2. Meningomyelocele, where some portion of the spinal cord proper is included within the sac;
3. Syringomyelocele, where the central canal of the cord is dilated into a cyst of some size, over which the structures of the cord proper are more or less thinly spread out, the whole being covered with the spinal dura.
The first form is by far the simplest and most amenable to treatment. The other forms are much more serious, and the third form is hopeless so far as operative surgery is concerned.
The greater proportion of these cases occur in the lumbar region, at least 70 per cent. being met with in the lower region of the spine, including the sacrum. It occurs occasionally in the neck and in the mid-dorsal region.

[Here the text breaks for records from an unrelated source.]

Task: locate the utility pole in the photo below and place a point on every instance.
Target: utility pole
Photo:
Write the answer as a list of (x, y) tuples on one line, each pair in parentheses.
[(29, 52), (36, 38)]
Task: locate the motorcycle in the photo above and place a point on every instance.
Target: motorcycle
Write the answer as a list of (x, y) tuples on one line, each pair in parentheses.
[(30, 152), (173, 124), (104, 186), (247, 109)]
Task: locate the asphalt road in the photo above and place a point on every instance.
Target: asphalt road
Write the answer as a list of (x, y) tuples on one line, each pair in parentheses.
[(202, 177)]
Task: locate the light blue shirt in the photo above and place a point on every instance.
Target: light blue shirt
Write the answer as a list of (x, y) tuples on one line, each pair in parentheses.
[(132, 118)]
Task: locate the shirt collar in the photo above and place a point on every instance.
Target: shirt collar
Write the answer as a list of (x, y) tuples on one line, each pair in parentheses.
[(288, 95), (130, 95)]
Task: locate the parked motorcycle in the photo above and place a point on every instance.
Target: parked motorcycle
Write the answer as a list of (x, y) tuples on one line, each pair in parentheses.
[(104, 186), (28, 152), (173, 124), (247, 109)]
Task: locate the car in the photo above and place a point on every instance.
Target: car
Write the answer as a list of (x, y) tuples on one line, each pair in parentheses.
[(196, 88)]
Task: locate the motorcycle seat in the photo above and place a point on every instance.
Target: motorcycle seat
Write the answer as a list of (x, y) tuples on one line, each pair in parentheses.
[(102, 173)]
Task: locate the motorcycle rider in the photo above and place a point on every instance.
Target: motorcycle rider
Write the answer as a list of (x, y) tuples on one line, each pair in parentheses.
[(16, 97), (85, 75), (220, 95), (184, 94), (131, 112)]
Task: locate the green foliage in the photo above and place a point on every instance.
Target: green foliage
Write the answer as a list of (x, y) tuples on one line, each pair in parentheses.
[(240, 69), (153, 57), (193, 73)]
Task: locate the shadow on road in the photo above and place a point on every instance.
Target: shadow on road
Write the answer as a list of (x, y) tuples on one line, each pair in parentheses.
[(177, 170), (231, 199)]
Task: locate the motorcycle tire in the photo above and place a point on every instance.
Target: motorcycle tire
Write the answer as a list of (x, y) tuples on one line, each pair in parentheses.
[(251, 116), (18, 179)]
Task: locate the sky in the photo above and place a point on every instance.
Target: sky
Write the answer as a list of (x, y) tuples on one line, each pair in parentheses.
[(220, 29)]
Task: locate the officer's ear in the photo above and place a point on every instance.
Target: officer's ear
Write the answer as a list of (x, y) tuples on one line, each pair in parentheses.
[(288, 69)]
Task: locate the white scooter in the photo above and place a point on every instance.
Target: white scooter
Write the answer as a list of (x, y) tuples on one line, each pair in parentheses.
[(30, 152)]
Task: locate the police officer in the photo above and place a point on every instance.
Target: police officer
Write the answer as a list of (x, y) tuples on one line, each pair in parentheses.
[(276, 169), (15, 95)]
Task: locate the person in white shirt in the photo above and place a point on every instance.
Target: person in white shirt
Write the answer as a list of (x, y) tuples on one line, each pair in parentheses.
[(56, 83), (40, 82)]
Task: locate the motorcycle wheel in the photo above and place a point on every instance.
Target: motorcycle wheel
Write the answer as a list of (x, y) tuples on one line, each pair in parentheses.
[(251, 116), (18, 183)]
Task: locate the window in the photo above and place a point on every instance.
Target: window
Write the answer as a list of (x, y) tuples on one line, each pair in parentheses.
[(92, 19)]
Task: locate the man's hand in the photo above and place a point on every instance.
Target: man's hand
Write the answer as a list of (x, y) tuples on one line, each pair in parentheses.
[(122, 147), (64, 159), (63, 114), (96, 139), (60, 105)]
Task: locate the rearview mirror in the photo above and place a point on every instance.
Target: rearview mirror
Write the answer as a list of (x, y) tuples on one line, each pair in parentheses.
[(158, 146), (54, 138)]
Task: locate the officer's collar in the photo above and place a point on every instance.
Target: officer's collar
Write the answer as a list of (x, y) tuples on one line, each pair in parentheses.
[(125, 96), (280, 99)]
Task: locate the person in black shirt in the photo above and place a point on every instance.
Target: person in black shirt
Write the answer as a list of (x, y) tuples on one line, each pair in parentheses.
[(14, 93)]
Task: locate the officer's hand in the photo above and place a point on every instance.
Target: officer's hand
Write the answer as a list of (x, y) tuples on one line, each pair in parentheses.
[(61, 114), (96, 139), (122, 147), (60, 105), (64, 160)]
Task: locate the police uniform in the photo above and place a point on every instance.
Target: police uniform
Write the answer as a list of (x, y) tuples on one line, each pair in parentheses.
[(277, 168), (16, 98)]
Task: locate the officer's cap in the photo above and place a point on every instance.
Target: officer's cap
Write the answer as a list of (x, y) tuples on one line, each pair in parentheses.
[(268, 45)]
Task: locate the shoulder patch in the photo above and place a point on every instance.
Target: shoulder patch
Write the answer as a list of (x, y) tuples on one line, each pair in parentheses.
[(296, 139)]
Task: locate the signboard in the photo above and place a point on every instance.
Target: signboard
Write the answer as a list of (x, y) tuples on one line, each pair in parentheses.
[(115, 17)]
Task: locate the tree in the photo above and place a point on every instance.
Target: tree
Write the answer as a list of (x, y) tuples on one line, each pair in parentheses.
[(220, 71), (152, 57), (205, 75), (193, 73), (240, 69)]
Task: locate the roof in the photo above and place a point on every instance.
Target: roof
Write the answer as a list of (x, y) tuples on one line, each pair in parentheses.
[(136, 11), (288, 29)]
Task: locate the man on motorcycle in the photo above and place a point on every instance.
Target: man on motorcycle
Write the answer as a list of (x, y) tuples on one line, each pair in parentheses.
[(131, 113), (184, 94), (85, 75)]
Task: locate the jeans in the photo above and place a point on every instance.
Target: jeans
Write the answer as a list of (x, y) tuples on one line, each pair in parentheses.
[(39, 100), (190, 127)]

[Fig. 411] illustrates the general appearance of such a tumor. The opening of communication may be very small or may involve the arches of several vertebræ. So with the tumor itself, it may be small and almost imperceptible, or it may attain almost the size of a child’s head. The overlying skin is rarely absent; it is usually covered with a growth of hair, and its presence in the region of the spinous processes, coupled with the presence of any perceptible tumor, should cause suspicions of the so-called spina bifida occulta.
Fig. 411
Spina bifida. (Bradford.)
These tumors are situated in the middle line or very near to it, and are compressible in proportion to the thinness of their coverings. When small they can be collapsed by pressure, the same not infrequently causing pressure symptoms, as the fluid is forced into the cranial cavity, such as coughing, vomiting, vertigo, etc. If the fluid can be easily expressed from the sac the opening may be regarded as relatively large. If pressure makes no alteration in the size of the growth the case should then be regarded as one where the small original communication has been closed by natural processes. Some of these tumors have more or less of a pedicle and others are broadly sessile. The tendency is ever toward increase in size, being rapid or slow according to the thickness of the protecting membranes and the size of the opening. While spontaneous occlusion may occur there is practically no spontaneous repair of the bony defect. The surgeon should beware of a tumor of congenital origin situated in or near the middle line, anywhere from the root of the nose, over the head, and down to the tip of the coccyx. Such a tumor should be regarded with suspicion until shown to be harmless. Many cases of spina bifida are accompanied by other congenital defects, such as club-foot, or hydrocephalus. Symptoms may or may not be present. When present they will be of the paralytic type and affect those parts of the body below the level of the growth. They are due to the involvement of the cord or the nerves. The ever-present danger in such cases is of rupture with escape of the contents, with its proportionate reduction of intraspinal pressure, and the possibilities of infection, with rapid death from meningitis. Inasmuch as some of these cysts have such thin walls that transillumination is possible it will be seen how great may be this danger.